Croatia is a place that holds some interesting tensions. It is a stunningly beautiful country – the
coastlines, the walled cities, the mountains, the waterfalls, the national parks, the islands, the sea, the
farms, the wineries, the orchards—it is as pretty as any place we have visited on this voyage.
It’s not surprising that this Mediterranean gem has quickly moved from an “off the beaten path” European travel destination to a country that is flocked with thousands and thousands of tourists in the summer high season. It’s a very appealing destination for travelers of all different tastes.
That said, a war ravaged this place 30 years ago – within Chris and Jen’s lifetime. Both of us have clear memories of hearing about the war in Yugoslavia and the ethnic cleansing that happened here in the 90s, although neither of us tracked the details of what was going on very well.
Our travels took us within a few miles of Sarajevo, a place ravaged by the war, and which was profiled regularly on American news broadcasts in the 90s. The scars of that war linger in the memories of the people and in their history. Every city we visited had information about the impacts of the war – the people lost, the damage to infrastructure and buildings (old and new). That conflict is fresh (relatively speaking).
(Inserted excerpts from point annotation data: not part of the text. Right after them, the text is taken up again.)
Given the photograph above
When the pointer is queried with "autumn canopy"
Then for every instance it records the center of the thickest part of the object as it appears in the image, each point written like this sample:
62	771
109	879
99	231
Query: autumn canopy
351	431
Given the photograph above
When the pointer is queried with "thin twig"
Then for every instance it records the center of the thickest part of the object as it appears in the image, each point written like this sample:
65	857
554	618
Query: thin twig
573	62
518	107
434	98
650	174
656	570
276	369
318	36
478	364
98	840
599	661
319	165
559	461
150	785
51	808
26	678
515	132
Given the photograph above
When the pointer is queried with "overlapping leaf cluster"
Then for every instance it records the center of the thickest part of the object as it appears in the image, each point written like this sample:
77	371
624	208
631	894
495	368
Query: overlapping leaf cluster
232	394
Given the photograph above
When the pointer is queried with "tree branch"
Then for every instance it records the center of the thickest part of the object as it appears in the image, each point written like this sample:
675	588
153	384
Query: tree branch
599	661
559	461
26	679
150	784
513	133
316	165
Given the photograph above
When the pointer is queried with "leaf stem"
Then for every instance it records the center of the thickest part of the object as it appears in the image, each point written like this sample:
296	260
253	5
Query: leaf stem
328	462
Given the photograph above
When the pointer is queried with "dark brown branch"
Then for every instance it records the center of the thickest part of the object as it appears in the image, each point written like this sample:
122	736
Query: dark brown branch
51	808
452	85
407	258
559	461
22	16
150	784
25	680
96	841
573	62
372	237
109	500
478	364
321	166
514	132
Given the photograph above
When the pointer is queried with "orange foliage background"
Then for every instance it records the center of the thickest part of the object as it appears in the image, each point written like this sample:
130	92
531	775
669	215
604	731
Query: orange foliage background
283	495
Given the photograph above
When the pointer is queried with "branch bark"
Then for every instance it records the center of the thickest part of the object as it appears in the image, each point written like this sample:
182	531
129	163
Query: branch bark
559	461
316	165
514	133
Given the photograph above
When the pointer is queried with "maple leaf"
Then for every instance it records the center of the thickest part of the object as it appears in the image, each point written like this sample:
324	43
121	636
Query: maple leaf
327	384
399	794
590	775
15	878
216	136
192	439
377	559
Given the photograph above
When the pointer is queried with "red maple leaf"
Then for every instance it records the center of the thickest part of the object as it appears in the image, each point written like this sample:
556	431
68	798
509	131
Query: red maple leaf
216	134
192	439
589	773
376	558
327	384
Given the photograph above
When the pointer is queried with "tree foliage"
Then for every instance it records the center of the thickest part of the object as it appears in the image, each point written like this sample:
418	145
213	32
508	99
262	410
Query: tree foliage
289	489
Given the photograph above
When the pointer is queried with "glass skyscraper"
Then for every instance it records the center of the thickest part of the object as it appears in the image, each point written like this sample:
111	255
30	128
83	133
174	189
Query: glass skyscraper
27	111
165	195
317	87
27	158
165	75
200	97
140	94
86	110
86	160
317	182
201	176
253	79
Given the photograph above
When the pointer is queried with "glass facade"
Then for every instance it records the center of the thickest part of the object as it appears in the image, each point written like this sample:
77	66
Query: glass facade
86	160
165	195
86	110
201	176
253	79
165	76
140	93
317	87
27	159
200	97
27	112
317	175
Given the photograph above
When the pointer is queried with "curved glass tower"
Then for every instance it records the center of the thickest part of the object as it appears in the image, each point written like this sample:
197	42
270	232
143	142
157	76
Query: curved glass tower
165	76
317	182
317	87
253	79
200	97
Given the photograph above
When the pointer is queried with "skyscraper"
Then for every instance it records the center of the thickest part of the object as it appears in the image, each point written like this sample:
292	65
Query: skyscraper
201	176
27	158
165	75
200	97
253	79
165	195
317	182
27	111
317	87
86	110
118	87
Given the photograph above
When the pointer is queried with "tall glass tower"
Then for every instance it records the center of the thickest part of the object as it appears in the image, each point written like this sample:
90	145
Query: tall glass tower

That said, the country seems to be thriving, for the most part completely rebuilt, and from an outsider’s perspective, tolerant and peaceful.
It makes one consider how values such as resilience, hope, and healing have been embedded in the
people here to make the current reality possible. We really appreciated our visit, especially knowing a
little bit about the history that occurred here not long ago.